11 Ende alle castijdinge, als die tegenwoordigh is, en schijnt gheen [sake ]van vreughde, maer van droefheyt te zijn: doch daer na geeft sy van haer eene vreedsame vrucht der gerechticheyt den genen die door de selve geoeffent zijn.
12 Daerom recht weder op de trage handen, ende de slappe knien:
13 Ende maeckt rechte paden voor uwe voeten, op dat het gene kreupel is niet verdraeyt en worde, maer [dat ] het veel meer genesen worde.
14 Iaeght den vrede nae met allen, ende de heylighmakinge, sonder welcke niemandt den Heere sien en sal:
15 Toesiende dat niet yemandt en verachtere van de genade Godts: dat niet eenige wortel der bitterheyt opwaerts spruytende beroerte en make, ende door de selve vele ontreynight en worden.
16 Dat niet yemandt en zy een hoereerder, ofte een onheylige, gelijck Esau, die om eene spijse het recht van sijne eerst-geboorte wech gaf.
17 Want ghy weet dat hy oock daer nae, de segeninge willende be-erven, verworpen wierdt. Want hy en vondt gheen plaetse des berouws, hoe wel hy de selve met tranen socht.
18 Want ghy en zijt niet ghekomen tot den tastelicken berch, ende ’t brandende vyer, ende donckerheyt, ende duysternisse, ende onweder:
19 Ende tot het geklanck der basuyne, ende de stemme der woorden: welcke diese hoorden, baden dat het woordt tot haer niet meer en soude gedaen worden.
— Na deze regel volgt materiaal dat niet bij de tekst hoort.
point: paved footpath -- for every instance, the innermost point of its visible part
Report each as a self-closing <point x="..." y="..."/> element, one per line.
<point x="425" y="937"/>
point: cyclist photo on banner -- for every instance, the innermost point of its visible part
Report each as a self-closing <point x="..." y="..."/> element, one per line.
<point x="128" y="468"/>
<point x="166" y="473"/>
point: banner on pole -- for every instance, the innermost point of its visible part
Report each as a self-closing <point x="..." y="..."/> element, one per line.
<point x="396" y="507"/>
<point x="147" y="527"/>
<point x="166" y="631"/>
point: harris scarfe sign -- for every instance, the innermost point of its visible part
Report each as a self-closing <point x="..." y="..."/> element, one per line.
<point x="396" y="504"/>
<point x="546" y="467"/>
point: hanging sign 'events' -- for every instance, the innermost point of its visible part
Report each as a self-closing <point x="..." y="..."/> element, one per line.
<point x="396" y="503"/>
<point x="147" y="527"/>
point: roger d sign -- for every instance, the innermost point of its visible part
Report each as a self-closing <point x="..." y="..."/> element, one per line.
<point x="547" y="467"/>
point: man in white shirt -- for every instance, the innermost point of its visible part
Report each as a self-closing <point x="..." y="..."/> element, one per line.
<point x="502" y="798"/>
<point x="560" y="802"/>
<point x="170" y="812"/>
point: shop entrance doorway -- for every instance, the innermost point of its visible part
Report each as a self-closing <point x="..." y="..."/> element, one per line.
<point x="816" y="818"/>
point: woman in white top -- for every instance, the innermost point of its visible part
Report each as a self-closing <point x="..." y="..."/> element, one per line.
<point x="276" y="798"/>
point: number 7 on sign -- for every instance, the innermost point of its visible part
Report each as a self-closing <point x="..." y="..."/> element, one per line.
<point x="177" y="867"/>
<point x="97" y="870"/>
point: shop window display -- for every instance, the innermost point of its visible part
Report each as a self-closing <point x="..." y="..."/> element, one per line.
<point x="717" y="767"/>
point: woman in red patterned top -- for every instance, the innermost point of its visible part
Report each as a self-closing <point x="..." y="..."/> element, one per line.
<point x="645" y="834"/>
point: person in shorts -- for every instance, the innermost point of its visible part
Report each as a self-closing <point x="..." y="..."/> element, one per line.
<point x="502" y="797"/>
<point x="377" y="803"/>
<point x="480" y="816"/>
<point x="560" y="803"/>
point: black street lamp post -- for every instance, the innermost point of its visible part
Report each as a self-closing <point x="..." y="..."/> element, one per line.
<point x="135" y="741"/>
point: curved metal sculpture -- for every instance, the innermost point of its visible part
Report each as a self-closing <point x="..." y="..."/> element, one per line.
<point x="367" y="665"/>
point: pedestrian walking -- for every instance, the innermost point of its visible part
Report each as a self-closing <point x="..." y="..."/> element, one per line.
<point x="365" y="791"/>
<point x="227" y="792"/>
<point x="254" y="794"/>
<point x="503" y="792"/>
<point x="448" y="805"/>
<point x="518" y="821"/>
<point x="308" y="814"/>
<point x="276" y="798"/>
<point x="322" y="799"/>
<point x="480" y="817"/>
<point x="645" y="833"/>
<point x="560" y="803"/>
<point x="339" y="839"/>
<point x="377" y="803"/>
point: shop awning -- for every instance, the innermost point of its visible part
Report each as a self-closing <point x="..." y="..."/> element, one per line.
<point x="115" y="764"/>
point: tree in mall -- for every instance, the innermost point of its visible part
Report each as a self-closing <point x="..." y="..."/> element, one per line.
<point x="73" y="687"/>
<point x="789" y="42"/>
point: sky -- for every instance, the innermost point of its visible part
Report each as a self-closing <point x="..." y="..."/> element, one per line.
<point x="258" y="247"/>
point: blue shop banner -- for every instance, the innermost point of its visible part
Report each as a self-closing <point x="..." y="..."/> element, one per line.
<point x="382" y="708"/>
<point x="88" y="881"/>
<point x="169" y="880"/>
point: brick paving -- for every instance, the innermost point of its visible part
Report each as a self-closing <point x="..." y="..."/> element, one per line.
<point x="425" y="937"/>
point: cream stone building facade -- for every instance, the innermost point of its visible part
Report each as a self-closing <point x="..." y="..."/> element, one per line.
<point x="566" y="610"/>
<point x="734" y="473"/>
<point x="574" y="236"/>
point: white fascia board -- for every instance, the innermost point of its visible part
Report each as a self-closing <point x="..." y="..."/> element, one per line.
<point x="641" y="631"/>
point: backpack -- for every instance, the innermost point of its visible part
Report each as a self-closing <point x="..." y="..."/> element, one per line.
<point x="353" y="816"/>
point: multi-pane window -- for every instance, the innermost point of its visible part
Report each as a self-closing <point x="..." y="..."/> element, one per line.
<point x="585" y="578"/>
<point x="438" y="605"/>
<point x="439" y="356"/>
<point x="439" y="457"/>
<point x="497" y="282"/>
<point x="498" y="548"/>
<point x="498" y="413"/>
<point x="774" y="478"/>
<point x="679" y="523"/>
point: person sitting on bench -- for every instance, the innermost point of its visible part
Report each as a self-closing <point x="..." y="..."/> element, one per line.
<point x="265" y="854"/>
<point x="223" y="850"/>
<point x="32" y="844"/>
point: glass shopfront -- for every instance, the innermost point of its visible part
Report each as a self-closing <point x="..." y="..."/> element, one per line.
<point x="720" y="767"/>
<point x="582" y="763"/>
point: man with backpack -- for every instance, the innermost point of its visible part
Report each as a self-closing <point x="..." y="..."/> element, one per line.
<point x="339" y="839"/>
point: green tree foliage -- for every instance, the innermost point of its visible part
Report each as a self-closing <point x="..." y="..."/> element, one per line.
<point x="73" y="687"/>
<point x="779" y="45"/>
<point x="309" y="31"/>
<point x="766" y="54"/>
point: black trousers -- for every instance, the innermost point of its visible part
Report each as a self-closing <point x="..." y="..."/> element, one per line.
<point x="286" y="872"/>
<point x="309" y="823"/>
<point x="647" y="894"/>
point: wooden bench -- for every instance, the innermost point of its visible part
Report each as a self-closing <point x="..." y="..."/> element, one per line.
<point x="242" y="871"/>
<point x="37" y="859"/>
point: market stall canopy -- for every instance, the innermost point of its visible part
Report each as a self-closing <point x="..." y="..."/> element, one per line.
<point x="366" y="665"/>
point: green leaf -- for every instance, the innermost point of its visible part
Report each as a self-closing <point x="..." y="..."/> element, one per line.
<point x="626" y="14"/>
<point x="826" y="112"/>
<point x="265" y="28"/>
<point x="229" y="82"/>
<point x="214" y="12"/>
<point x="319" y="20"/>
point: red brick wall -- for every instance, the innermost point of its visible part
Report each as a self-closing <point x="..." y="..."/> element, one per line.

20 (Want sy en konden niet dragen ’t gene daer geboden wiert, Indien oock een gedierte den bergh aenraeckt, het sal gesteenight, ofte met eenen pijl doorschoten worden.
21 Ende Moses, soo vreeslick was het gesichte, seyde, Ick ben gantsch bevreest ende bevende.)
22 Maer ghy zijt gekomen tot den bergh Sion, ende de Stadt des levendigen Godts, tot het hemelsche Ierusalem, ende de vele duysenden der Engelen,
23 Tot de alghemeyne Vergaderinge ende de Gemeynte der eerst-geborene, die in de hemelen opgeschreven zijn, ende tot Godt den Rechter over alle, ende de geesten der volmaeckte rechtveerdige.
24 Ende tot den Middelaer des Nieuwen Testaments Iesum, ende het bloedt der besprenginge, dat betere dingen spreeckt dan Abel.
25 Siet toe dat ghy dien die spreeckt niet en verwerpt: want indien dese niet en zijn ontvloden, die den genen verwierpen welcke op aerden Godtlicke antwoorden gaf, veel meer [en sullen ] wy niet [ontvlieden ], so wy ons van dien afkeeren die van de hemelen [is ]:
26 Wiens stemme doe de aerde beweeghde: maer nu heeft hy verkondigt, seggende, Noch eenmael sal ick bewegen niet alleen de aerde, maer oock den hemel.
27 Ende dit [woordt ], Noch eenmael, wijst aen de veranderinge der beweeghlicke dingen, als welcke gemaeckt waren, op dat blijven souden de dingen die niet beweeghlick en zijn.
28 Daerom alsoo wy een onbeweeglick Coninckrijck ontfangen, laet ons de genade [vast ] houden, door de welcke wy wel-behagelick Gode moghen dienen, met eerbiedinge ende Godtvruchtigheyt.
29 Want onse Godt is een verteerende vyer.